Project show and tell - steering control
This is my second year using a Fusion Brain to steer a vehicle via GPS, and the v4 FB has been working perfectly. We have approximately 100 hours of use on the tractor over the last week.
I'm reading a steering angle sensor, a yaw rate sensor, and a tilt sensor, and controlling an electro-hydraulic valve for steering, as well as two solenoids for section control.
The vehicle is a farm tractor (Case IH 8950, approximately 250 HP), and it is pulling a 40' wide planter. For GPS, I'm using a Trimble 252 receiver that is using OmniStar XP correction data (position accuracy is typically within 1-2 inches over 15 minutes). Having a computer steer the vehicle allows us to keep a closer eye on the rest of the machine to make sure it is working correctly. For safety reasons, there is always an operator present in the cab, and we don't use it on the road.
Traditionally we would use markers to cut a path in the soil for the next pass, which you then drive right on top of that mark on the next pass. You can see the markers on the sides/top of the planter in the first picture. We still use them for the outside two passes that are manually driven, but don't bother with them once we can use the auto-steer.

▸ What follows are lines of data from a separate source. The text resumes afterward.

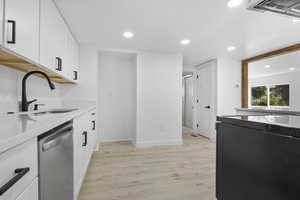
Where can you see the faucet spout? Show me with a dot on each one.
(25, 103)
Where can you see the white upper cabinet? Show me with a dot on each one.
(74, 53)
(51, 36)
(22, 27)
(56, 41)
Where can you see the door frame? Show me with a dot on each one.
(213, 65)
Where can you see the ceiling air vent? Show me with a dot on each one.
(285, 7)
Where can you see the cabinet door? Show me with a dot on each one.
(75, 50)
(68, 67)
(31, 193)
(81, 141)
(22, 27)
(52, 37)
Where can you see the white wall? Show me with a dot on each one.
(291, 78)
(159, 99)
(228, 86)
(37, 88)
(117, 96)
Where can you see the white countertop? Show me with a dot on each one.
(18, 128)
(270, 111)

I'm also controlling the planter so that it won't drop seeds where it has already traveled. The planter has two solenoids to do this, one for each half of the planter. When we are working on angle rows, the system will shut one off before the other. This saves us the cost of extra seed, prevents planting too many seeds in one area (overpopulation, which leads to reduced yield because the plants compete for sunlight and nutrients), and it saves us time because we don't have to stop to turn around. Previously, we would stop exactly where we wanted to quit dropping seed, pick up, turn around, stop again, lower the planter, and start going. Now I just shift down a couple gears, pick up, turn, set down, and shift back up a a couple gears. The time savings is 15-30 seconds per turn, and we do several hundred turns per day. That looks like this:
And a whole field looks like this:
Note: the colored part of that map is where the FB was used to steer the vehicle.